Song Review: The Boyz – Tattoo

With Tattoo, The Boyz have made an odd move. The song is targeted at the Japanese market, yet 99% of it is performed in the Korean language. I’m not complaining – especially since I think pop music is best when delivered in its native tongue – but this is a mystifying approach, and one I can’t remember seeing before. Yet, as an English speaker, the difference between Korean and Japanese is moot. I have my preferences, but it’s not like I can understand either language. As always, I’m more concerned with Tattoo’s musical quality. So, is the song any good?

Fans of angst-fueled material might find something to enjoy here, but for me Tattoo is The Boyz’ worst title track by a clear mile. Its aggressive, shouty arrangement forces the guys into an awkward performance style that seeks to replicate popular elements of acts like Stray Kids. It’s an uncomfortable fit, and doesn’t play to the group’s strengths. Then again, some of The Boyz’ supporters may have been clamoring for Tattoo’s hard-hitting, swag-filled rap breaks. More power to them, I guess.

Beyond this, Tattoo’s most glaring moment is its chorus. The first time through, it lands alright. The vocals are powerful and the performance is explosive. But with each repetition, this refrain becomes more shrill and cloying. By the end of the song, I’m gritting my teeth, hoping that Tattoo won’t clobber me over the head once more with that same relentless hook. But of course, it does. The instrumental’s lurching synths don’t help matters, relegating the track’s energy to a stop/start structure that never allows Tattoo to build beyond its constant repetitions of that whiny chorus. Fortunately, the song’s Korean/Japanese/No-Man’s-Land nature makes it something I can easily ignore. The Boyz have too many other strong title tracks to waste time on this.

 Hooks 6
 Production 6
 Longevity 6
 Bias 6

Be sure to add your own rating by participating in the poll below!



8 thoughts on “Song Review: The Boyz – Tattoo

  1. Yowch, I wasn’t expecting such a harsh review on this one. I can see why you dislike it though—the song really is just way too repetitive. Luckily I like the chorus quite a bit (more than many of their other choruses, even) so it’s enough to keep me listening even if there’s not a whole lot else here.
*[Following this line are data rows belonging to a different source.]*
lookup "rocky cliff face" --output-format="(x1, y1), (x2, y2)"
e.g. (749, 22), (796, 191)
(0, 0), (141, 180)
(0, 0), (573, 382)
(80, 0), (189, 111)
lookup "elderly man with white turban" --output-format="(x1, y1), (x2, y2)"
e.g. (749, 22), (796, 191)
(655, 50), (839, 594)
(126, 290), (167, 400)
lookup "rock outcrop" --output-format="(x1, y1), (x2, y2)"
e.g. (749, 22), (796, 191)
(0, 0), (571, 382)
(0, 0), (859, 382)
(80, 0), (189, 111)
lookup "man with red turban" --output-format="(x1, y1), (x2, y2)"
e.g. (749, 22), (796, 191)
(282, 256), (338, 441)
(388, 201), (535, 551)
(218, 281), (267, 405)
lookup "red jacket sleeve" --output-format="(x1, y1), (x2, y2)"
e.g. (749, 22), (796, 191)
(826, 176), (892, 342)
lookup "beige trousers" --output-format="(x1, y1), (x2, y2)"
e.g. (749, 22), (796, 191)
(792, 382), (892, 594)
  2. I actually disagree with how low you rated the song, even though I agree that it is their worst title track. I think “Tattoo” is a strong track on its own, and I especially like how their rap line went hard on the track. I do wish that the chorus was a bit less overwhelming, and that they didn’t repeat the chorus at the end.🙂

    Liked by 1 person

  3. mood. i actually grew to really like bloom bloom and ddd after repeated listens despite how shrill they are but i doubt im gonna grow to like this one
    i still consider them one of the more consistent boy groups of the last few years tho, at least in terms of title tracks

    Liked by 1 person

  4. This is the same group that gave us Giddy giddy up and bloom bloom pow? Wow, their management must have thought they needed to pivot to …. this? This is basic kpop to me. I don’t know if it is a 6, but it isn’t higher than a low 7.
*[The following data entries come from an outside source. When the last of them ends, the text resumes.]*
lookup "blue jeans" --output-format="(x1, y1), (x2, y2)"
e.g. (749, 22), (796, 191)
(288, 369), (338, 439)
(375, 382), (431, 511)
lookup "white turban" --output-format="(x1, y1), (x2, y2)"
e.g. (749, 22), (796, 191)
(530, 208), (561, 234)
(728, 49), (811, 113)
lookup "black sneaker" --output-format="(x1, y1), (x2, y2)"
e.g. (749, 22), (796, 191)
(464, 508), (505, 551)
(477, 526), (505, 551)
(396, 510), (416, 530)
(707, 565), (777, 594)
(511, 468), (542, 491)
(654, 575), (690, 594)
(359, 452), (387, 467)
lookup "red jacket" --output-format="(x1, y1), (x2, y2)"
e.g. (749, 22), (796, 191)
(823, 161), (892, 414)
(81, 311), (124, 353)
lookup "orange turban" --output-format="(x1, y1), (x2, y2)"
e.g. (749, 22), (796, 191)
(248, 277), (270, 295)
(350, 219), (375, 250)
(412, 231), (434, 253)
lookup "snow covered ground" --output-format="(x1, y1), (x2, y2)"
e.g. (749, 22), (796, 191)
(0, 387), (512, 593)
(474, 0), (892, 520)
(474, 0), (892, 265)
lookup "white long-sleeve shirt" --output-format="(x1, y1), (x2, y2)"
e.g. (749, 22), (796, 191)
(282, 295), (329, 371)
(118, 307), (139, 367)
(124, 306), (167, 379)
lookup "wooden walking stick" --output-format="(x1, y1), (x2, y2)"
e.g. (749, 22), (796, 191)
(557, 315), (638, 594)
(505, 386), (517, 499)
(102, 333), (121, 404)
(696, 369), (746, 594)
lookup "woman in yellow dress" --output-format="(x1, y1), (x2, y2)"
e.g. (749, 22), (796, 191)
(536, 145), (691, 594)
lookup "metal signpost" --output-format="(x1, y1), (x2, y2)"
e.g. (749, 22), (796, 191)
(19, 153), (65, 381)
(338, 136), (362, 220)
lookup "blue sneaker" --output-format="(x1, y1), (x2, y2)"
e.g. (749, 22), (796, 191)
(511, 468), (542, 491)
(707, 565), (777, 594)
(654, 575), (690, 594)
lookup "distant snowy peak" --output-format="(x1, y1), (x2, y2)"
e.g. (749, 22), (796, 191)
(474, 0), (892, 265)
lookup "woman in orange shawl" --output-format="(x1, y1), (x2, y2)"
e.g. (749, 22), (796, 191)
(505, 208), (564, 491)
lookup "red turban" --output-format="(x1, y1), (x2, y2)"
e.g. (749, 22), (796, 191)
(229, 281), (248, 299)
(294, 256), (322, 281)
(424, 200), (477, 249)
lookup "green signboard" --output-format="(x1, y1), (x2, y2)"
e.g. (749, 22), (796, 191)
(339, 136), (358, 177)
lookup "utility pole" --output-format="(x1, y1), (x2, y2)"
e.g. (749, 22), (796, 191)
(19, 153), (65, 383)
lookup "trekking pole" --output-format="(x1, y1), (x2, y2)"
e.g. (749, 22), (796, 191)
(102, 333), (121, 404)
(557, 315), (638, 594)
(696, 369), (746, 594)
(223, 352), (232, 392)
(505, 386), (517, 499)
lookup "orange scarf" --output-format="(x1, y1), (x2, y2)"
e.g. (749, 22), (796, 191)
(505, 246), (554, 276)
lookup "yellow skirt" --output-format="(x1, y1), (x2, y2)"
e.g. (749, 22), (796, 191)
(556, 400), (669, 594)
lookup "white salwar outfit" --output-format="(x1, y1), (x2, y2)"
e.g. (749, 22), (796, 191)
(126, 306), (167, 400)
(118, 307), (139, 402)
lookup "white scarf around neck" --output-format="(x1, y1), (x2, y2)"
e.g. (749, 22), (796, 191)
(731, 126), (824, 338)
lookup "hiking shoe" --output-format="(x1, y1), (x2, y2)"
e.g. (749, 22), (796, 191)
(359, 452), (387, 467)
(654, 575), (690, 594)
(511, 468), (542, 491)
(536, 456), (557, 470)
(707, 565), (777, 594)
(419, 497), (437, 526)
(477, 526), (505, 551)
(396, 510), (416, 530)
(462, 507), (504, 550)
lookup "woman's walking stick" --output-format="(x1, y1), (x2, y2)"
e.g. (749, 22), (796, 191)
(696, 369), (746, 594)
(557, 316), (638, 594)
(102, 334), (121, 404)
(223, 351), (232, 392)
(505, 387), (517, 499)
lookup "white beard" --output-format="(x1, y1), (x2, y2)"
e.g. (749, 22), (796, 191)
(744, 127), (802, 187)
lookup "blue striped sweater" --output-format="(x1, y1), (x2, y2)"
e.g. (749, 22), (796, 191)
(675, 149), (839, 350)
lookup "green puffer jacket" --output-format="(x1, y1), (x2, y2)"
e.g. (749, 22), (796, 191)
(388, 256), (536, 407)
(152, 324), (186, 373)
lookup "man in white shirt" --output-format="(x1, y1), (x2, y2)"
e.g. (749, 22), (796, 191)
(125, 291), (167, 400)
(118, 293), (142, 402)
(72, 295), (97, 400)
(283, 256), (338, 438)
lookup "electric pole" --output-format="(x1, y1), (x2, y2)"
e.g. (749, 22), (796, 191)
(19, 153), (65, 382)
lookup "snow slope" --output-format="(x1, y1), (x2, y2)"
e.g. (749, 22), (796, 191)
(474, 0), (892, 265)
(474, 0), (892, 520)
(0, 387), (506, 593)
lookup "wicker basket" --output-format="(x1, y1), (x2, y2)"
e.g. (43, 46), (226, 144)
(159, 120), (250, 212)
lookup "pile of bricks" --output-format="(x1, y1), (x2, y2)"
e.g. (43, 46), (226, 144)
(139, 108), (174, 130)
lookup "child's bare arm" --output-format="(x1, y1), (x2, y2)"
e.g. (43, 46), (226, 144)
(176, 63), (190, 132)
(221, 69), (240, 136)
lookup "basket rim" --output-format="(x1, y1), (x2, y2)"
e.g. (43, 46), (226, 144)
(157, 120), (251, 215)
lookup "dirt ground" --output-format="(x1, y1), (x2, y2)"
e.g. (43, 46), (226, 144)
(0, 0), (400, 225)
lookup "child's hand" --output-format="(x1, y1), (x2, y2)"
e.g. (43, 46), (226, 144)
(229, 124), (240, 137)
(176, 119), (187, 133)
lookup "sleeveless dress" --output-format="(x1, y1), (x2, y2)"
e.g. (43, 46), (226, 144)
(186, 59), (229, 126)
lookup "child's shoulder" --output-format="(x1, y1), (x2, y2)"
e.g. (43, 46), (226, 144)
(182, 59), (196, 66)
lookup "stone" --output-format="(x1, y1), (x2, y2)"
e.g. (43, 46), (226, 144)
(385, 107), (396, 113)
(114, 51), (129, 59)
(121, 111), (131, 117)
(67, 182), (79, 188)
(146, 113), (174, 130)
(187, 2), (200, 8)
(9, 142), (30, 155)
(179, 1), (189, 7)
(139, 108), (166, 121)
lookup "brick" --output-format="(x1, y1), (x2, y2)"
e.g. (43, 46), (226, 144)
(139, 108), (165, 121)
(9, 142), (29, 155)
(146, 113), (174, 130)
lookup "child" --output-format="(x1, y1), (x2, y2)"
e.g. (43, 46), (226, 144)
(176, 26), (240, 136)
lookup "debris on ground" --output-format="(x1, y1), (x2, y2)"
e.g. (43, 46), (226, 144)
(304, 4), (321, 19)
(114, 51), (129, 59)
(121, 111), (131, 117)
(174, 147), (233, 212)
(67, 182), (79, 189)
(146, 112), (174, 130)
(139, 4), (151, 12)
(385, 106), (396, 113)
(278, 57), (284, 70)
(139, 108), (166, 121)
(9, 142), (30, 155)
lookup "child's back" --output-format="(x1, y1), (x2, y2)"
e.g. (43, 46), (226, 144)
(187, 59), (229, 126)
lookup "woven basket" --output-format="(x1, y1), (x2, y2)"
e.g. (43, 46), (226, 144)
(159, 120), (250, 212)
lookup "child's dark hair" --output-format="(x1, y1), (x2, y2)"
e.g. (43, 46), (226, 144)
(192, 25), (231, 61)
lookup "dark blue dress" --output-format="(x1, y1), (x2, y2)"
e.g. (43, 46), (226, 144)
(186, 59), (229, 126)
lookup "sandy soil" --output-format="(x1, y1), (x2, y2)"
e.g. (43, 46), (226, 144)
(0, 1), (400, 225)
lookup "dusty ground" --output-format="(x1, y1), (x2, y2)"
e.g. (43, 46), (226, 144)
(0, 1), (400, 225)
    About your comment on language. I agree, it is all a foreign language to me so who really cares if it is in Korean Japanese or Chinese. But imho Korean is much more mellifluous among the three as it has all the round vowels and soft consonants. It is similar to how opera sounds best in Italian, because of the round vowels and ending consonants. Italian nearly always ends on a vowel, so there is always a vowel to sustain. And when it doesn’t it is a soft consonant which is easy to close cleanly, much the same as korean. Korean conveniently buries all the harder consonants at the beginning or middle of words.

    Japanese to me resembles opera in French where the vowels are held higher in the throat, so the aren’t as deeply rounded. It sounds higher even though it isn’t. There is also a surprising amount of “kh” sounds to interrupt every line, and harder breathier t’s.
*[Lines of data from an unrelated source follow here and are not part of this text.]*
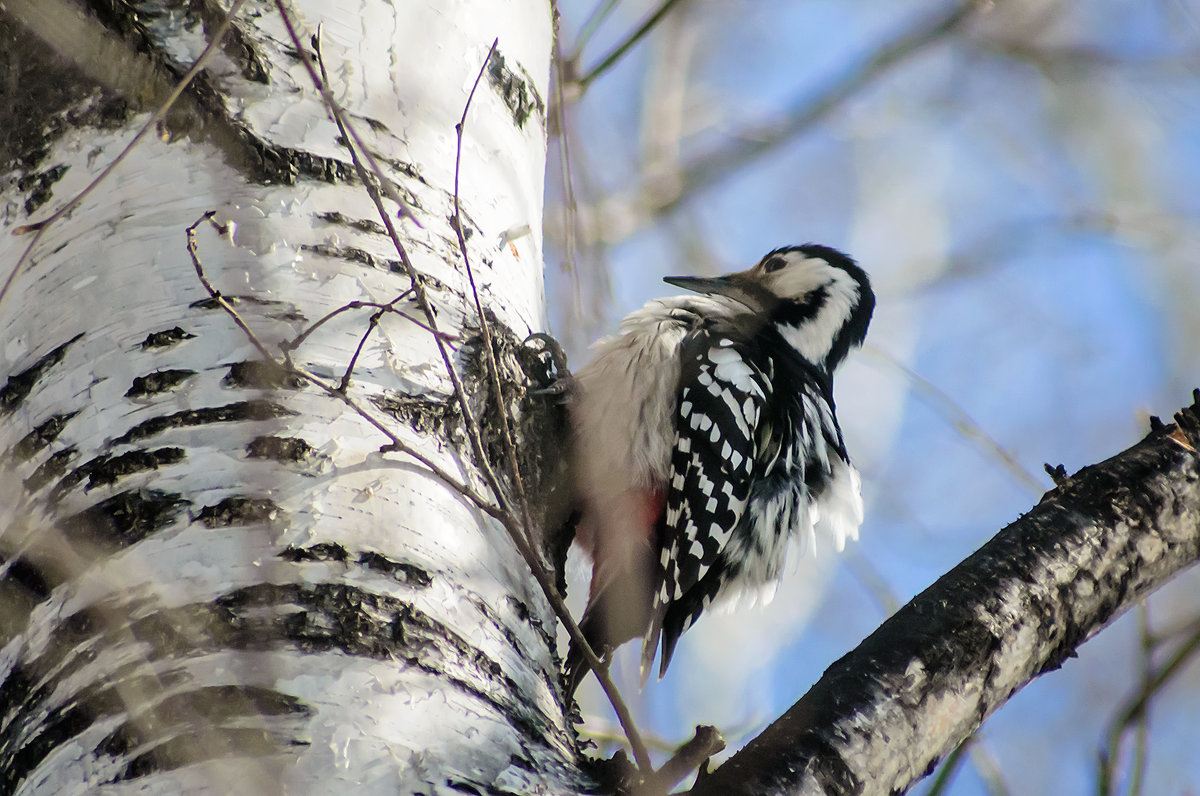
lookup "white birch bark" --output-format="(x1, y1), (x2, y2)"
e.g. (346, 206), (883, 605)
(0, 0), (580, 795)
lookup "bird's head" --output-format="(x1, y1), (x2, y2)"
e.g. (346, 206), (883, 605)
(664, 244), (875, 371)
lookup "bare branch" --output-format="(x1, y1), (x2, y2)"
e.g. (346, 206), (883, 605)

    Finally, Chinese is like German opera. So many challenging consonants! All those sh ch ts zh sounds! It makes the songs naturally more percussive and less sonorous.

    My main man Kyuhyun has sang “At Gwanghwamun” in all three. I don’t know how to copy here the links without the giant youtube windows, so if you are interested go search. Japanese version is found on his One Voice solo album still pic video. Chinese in album and lyric versions, and a couple of live ones too. Korean version is everywhere.

    Liked by 2 people

  5. Both The Boyz and Golden Child are going for a dark concept now, which makes me a bit sad since I started loving them for their fun, upbeat concepts. I trust Golcha to pull the concept switch off better than The Boyz, though. Or at least I hope they will, because this song does absolutely nothing for me. I love The Boyz, but I wholeheartedly agree with your rating here.


    • At this point, I’m so biased toward Golcha that I’ll probably love anything they do. Honestly, though, I’m a little scared of this “reboot.” I’m afraid this will end up like the last few Infinite albums for me, where I’ve preferred many of the b-sides to the title track. We’ll see! Right now I’m just so happy to have them back. It’s been such a long hiatus.